Sidewalks to Skylines
Sidewalks to Skylines is a community partnership program that unites local and regional planners with students to foster a better understanding of the importance of planning and engage with students about planning as a profession. Moreover, this partnership identifies planning issues that may otherwise go unnoticed, giving a voice to the community while strengthening the bond between citizens and their local leaders. By utilizing social media and the valuable insight of young adults, a more thorough understanding of planning and economic development can be achieved. Sidewalks to Skylines is a multistep process that includes planners:
- Connecting with a local high school or middle school
- Visiting those schools with a lesson plan that explains planning and its value
- Giving students an assignment to take pictures of the built environment in their neighborhood and uploading those pictures to social media so the planner can see
- Gathering those photos and then going back to the school to discuss them with the students, particularly: what do these photos say about their neighborhood? What do these photos say about wider society? Does this image represent good or poor planning? What’s the message?

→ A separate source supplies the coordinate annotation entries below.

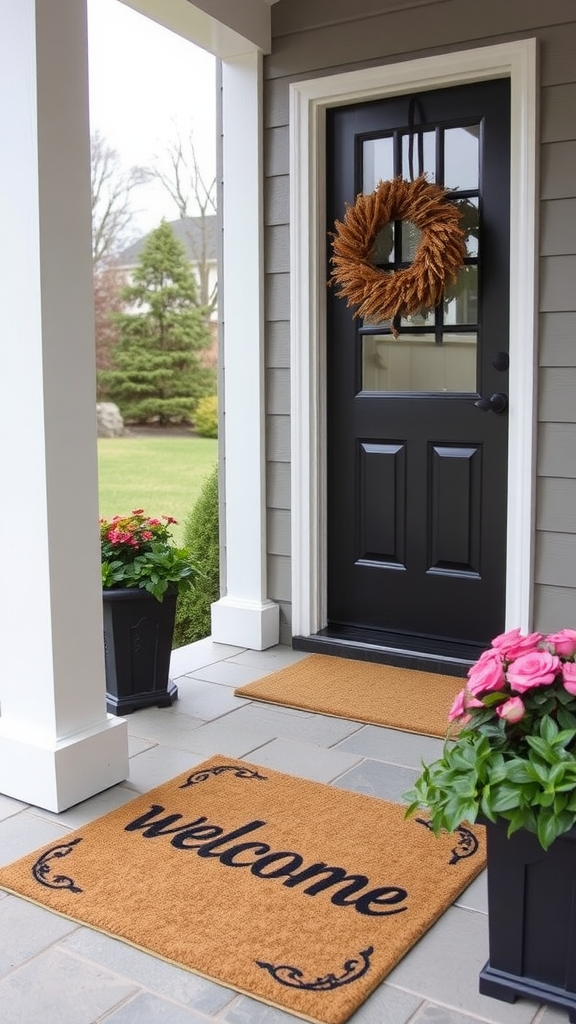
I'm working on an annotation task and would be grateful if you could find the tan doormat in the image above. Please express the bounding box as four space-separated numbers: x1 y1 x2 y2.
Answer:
0 756 485 1024
234 654 463 737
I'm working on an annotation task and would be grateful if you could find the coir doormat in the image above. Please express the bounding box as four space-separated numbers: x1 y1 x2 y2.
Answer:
0 756 485 1024
235 654 463 737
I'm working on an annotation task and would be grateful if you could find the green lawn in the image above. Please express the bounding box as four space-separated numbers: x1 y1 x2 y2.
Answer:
98 437 218 543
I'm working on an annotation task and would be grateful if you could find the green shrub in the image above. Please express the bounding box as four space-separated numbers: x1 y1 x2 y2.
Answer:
194 394 218 437
172 465 220 647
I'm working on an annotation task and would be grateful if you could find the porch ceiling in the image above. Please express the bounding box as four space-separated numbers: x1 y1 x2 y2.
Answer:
120 0 278 60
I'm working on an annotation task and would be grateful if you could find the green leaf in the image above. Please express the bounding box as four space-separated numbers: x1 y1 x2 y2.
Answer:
540 715 559 743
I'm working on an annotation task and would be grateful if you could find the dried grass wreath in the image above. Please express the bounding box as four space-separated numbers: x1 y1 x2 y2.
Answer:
330 174 465 323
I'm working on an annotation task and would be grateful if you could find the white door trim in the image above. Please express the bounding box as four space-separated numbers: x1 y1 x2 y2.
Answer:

- Discussing their path to becoming a planner with students, and why it is a field that students should consider for the future
- Finally, and most importantly, contemplating the insights given by the next generation, and using those insights to plan community improvement projects.
Thinkers and Doers
Thinkers and Doers is an ongoing collaboration between creative and innovative thinkers of Lansing, and industrious and accomplished doers of Lansing. These collaborators meet in topic specific events to combine their skills to put community vision to action, contributing to the community’s vitality, uniqueness, and betterment. By meeting together, thinkers and doers forge lasting, worthwhile, and substantial bonds that foster social capital within the Lansing area. Recent events:
Fund This Town
In 2013, community members and leaders met to discuss how online crowd-funding and social media have the power to strengthen Lansing’s economy by connecting citizens with local businesses and start-ups. Thinkers and Doers for this event included Jeff Smith, New Economy Director of the Lansing Economic Area Partners (LEAP), and Scott Westerman, President of the MSU Alumni Association.
Lansing for Hire
In 2014, employers, employment strategists, and locals met to discuss the future of employment in Michigan. Organizations across the state explored employment gaps in the economy, and the resources available to career seekers and employers to fill those gaps. Thinkers and Doers for this event included Lou Glazer of Michigan Future, Inc., Colby Spencer-Cesaro of Workforce Intelligence Network, and Amanda Dumond of Prima Civitas.
Creativity, Action, & Service at Eastern High School
In 2015, students of Lansing’s Eastern High School and members of the Center for Community Economic Development met to discuss community service actions and public service experiences. Community leaders were also present and shared ideas for how Lansing can support its young talent to prepare them for success beyond the classroom.
Traversing The Thin Blue Line: A Discussion on Police Community Relations
As part of the Thinkers and Doers initiative, CCED held an open dialog between community members, the Lansing Police Department (LPD), the East Lansing Police Department (ELPD) and the MSU School of Criminal Justice (SCJ) on April 12, 2016. The discussion between the police and the communities covered topics involving implicit bias training, community mental health, the handling of sexual assault cases and police community outreach.